センターレッスンも、美織やすみれ、瑞希は驚くほど完璧に踊る。そして、真美もアダージオ(ゆっくりした動き)からアレグロ(速い動き)のエクササイズ、細かい動きから大きな動きまで美しくこなす。

 真美も美織たちに勝るとも劣らず正確にポジションを取りながら美しく踊る。そして、アンシェヌマン(レッスンの最後にいろいろなバレエの動きテクニックを合わせて短い即興の踊りのようにした練習)でも真美は一回で覚え美しく表現する。瑞希が真美に微笑みかけながら、ここをこうしたらいいという様な話をして二人で振りを確認していた。そんな姿を見て、園香ばかりでなく教室のみんなが真美のレベルの高さに目を奪われた。園香もここの生徒の中では一番上手だと皆から言われていた。瑞希や美織、すみれからも褒められた。
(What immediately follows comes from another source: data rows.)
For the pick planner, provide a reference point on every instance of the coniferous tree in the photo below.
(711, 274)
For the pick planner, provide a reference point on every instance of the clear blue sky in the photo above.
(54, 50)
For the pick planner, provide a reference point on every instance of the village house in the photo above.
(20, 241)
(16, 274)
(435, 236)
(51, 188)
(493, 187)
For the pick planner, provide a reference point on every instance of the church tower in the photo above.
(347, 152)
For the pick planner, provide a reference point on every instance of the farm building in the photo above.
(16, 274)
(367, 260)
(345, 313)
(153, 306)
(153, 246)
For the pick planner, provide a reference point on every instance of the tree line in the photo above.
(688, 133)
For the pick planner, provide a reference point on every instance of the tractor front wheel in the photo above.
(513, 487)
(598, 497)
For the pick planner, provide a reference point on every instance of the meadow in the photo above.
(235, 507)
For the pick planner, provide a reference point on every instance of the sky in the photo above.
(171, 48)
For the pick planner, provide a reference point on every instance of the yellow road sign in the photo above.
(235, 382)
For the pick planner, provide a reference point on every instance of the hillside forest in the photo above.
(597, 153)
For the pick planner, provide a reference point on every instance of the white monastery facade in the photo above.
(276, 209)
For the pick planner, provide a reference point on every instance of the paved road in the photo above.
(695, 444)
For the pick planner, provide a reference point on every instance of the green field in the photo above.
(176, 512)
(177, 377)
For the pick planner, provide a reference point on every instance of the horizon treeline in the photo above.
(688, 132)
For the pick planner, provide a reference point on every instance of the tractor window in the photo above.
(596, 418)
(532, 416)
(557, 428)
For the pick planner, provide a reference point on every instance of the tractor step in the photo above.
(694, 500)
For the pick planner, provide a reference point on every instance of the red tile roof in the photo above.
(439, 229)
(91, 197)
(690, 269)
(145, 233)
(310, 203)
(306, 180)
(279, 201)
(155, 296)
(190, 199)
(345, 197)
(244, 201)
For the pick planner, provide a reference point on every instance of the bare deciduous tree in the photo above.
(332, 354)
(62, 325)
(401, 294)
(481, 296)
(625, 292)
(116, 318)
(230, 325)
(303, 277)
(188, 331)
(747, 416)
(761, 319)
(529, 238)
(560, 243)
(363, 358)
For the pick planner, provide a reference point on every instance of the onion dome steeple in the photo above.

しかし、それは何度も練習した踊りでだ。真美は今日初めて参加して初めて踊るレッスンのパ(動き、踊り)を完璧にこなす。


 一通りレッスンが終わり園香が真美に声を掛ける。

「真美ちゃん、すごいね。東京でも思ったけど、みんなびっくりしてるよ」

「え、こいつ、本当にバレエ体験レッスン生なんか! って?」

「いやいや、もう、いいって、誰も真美ちゃんのこと初心者って思ってないから」

 すみれがやって来た。

「真美さん、どうでしたか? バレエのお稽古は?」

「や、やめてください」

 他の生徒や見学のお母さんたち、教室に笑い声が広がった。

 北村がすみれのところにやって来た。

「どうもありがとうございました」

「え? ありがとうございましたは、レッスンを受けさせてもらった私の方です」

 すみれが微笑む。北村も嬉しそうに微笑む。不安が自信に変わったようだ。

 その後、今日、本当に体験レッスン、見学に来ていた子たちも教室に入りたいと北村のところで話していた。北村は新しい入会者たちに、これからのスケジュールなどを説明していた。


 そして翌日は午前中キッズクラス、午後からオープンクラス。今日と同じだが、キッズクラスもオープンクラスも、すみれがレッスンを担当することになった。美織と瑞希がアシスタントをするという。

――――――

〇ポール・ド・ブラ

腕の運び。腕をあるポジション(位置、ポーズ)から別のポジション(位置、ポーズ)に移す、移動させること。腕の軌跡。